Conforce International (CFRI) looking at financials

Conforce (combined links) issued their Q3 results here on Feb 15, 2007. They incurred a loss of $142K which is pretty much all explained by the increased R&D costs which increased from Q2 due to the EKO-FLOR work. The costs of rolling the product out should be even larger. Where will the cash come from?

Assets:
Cash $4,785 (i.e. pretty much none)
AR: $445K (increased by $109K from $336K)
Fixed assets: $80K (net of $40K accumulated depreciation)
and some other small assets.

Liabilities:
Shareholder advances: $309K (up from $250K), no interest or terms of repayment
plus some other liabilities for a total of $463K

Equity:
Pretty close to zero

The cash flow statement is fairly screwed up. Basically they have almost no cash, shareholders have loaned the company cash to keep things going (probably by delaying their salary payments).

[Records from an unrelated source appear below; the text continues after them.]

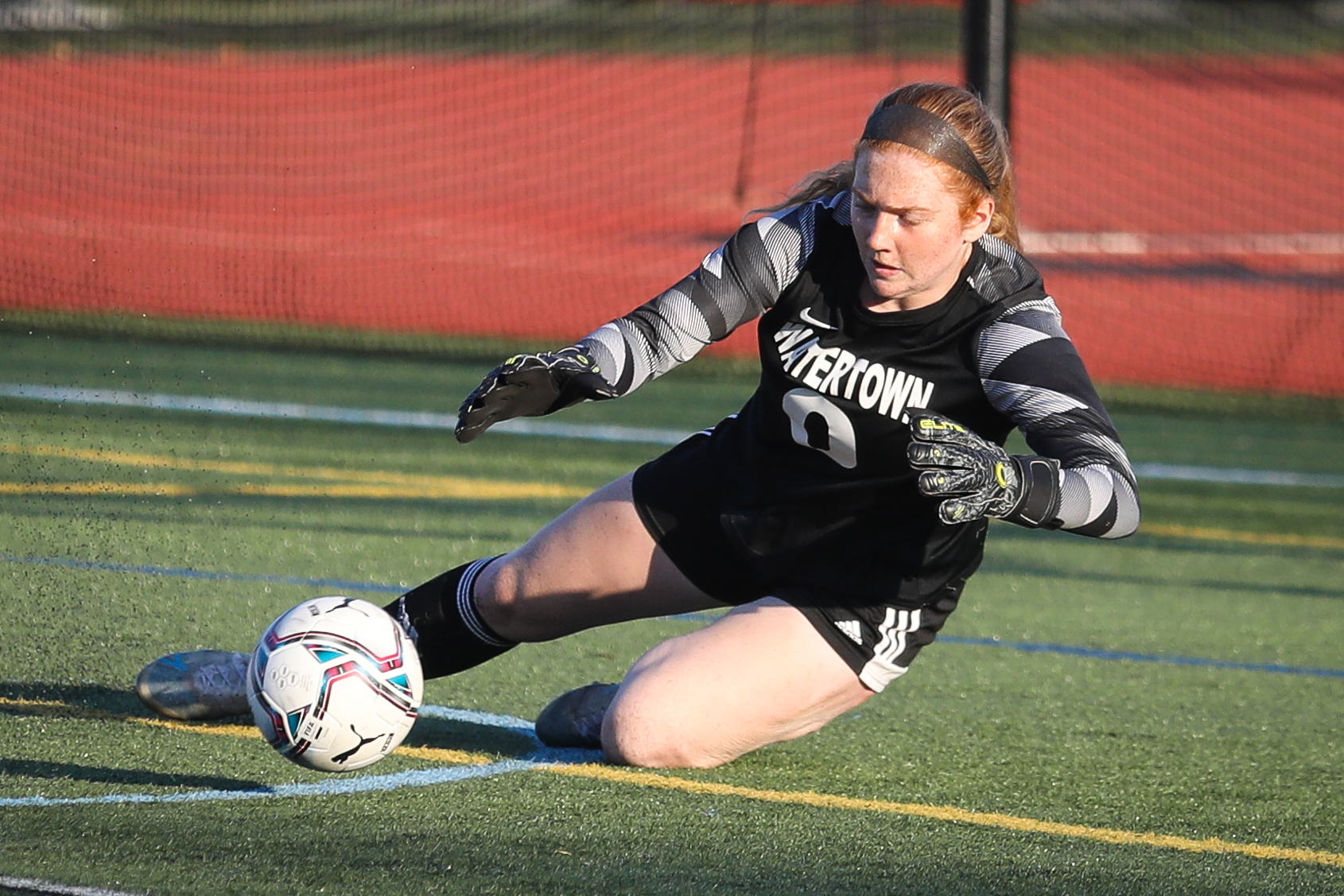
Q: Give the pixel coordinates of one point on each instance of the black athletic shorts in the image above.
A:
(876, 641)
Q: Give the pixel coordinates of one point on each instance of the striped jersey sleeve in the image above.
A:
(736, 282)
(1032, 374)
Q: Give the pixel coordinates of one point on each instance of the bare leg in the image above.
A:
(594, 564)
(757, 676)
(761, 675)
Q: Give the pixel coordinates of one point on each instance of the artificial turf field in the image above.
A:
(989, 769)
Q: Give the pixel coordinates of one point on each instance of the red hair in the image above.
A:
(972, 120)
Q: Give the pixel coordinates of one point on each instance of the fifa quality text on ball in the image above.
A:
(335, 684)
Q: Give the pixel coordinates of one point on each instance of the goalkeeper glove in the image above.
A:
(980, 477)
(531, 386)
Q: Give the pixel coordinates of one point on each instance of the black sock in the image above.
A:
(442, 621)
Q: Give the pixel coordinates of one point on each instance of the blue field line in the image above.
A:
(346, 785)
(1092, 654)
(463, 715)
(592, 432)
(181, 572)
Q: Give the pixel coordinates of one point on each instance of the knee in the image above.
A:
(650, 742)
(499, 598)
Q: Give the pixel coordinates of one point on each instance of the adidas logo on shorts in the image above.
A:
(851, 629)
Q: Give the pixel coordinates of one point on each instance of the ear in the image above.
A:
(977, 222)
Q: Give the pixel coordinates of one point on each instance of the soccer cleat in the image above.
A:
(195, 685)
(574, 719)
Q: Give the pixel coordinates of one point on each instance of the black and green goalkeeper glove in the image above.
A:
(979, 479)
(531, 386)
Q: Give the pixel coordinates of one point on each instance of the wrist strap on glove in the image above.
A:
(1039, 502)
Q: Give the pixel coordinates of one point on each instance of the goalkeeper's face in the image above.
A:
(913, 234)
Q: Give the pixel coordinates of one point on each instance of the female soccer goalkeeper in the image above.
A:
(841, 512)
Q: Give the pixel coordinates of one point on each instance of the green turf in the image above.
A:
(1246, 757)
(676, 27)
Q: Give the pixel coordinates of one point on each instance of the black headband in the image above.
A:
(929, 134)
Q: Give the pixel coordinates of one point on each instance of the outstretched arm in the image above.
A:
(736, 282)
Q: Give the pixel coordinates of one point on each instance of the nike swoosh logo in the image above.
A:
(810, 319)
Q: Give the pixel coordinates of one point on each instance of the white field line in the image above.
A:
(596, 432)
(30, 886)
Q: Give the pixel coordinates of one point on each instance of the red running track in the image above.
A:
(542, 195)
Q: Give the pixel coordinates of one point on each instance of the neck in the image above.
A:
(923, 298)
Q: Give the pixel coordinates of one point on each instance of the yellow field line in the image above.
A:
(949, 813)
(429, 485)
(1246, 537)
(794, 797)
(64, 709)
(477, 489)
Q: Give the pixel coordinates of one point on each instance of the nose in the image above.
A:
(884, 233)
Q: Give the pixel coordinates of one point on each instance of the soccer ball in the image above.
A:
(335, 684)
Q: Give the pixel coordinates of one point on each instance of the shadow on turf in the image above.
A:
(428, 732)
(461, 735)
(1020, 567)
(80, 696)
(99, 774)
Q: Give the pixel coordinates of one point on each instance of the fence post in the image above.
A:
(987, 47)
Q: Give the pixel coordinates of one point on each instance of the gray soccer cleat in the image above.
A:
(195, 685)
(574, 719)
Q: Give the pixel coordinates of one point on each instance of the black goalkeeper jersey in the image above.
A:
(810, 481)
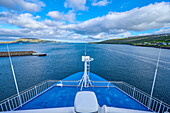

I'm probably crazy to continue owning the stock. I haven't been selling, although it's clear that some people have been, probably due to the less-than-ideal financial results of Q3.

How much dilution will occur? Can they get bank loans? Would this still be a good investment with 50% dilution? Can a slow ramp-up be done at low cost?

There are two important questions to ask here:
1) Will they succeed?
2) What is one share worth after dilution and/or costs of financing?

I'm betting that the answer to #1 is yes. I could be wrong.

Regarding question #2, the way to look at this is to assume a fairly severe dilution scenario and then figure out what the stock is worth afterwards. I think 50% dilution is a good yardstick to use (double the share count). Given the current price of around 50 cents and 120 million shares outstanding (which would become 240 million), is this company worth more than $120 million? I think the answer is yes.

How much cash could they raise with a 50% dilution? I figure more than $10 million.

In the first post, I asked if this is worth significantly more than $60 million. This is a great example of why you need a seriously deep discount for these sorts of stocks because you may need a massive margin of safety.

Container floors for a 20 foot container have historical prices of very roughly $150, often times more. Given the advantages of EKO-FLOR, maybe Conforce can charge $200 per container. That might be optimistic, I don't know. If they fetch a net margin of 5%, that would be $10 per container. There are roughly 20 million containers manufactured per year. Conforce has a goal of about 6% market share, which would be about 1.2 million containers per year. With 5% net margins, that would mean they'd be worth around $180 million as a company. That's not a very good margin of safety if they have 50% dilution. But the long term trends are definitely in Conforce's favor: diminishing apitong plywood supplies, increasing global trade, increasing ecological awareness, and presumably more need for controlling the container environment in terms of chemical contamination etc.

And then there's the issue of whether they'll get more than 6% market share in the long run.

I don't know, maybe I'm just trying to convince myself to stay with it. I have to admit that the lack of liquidity caught me off guard. Am I paying attention here? I continue to own the stock (I haven't sold any).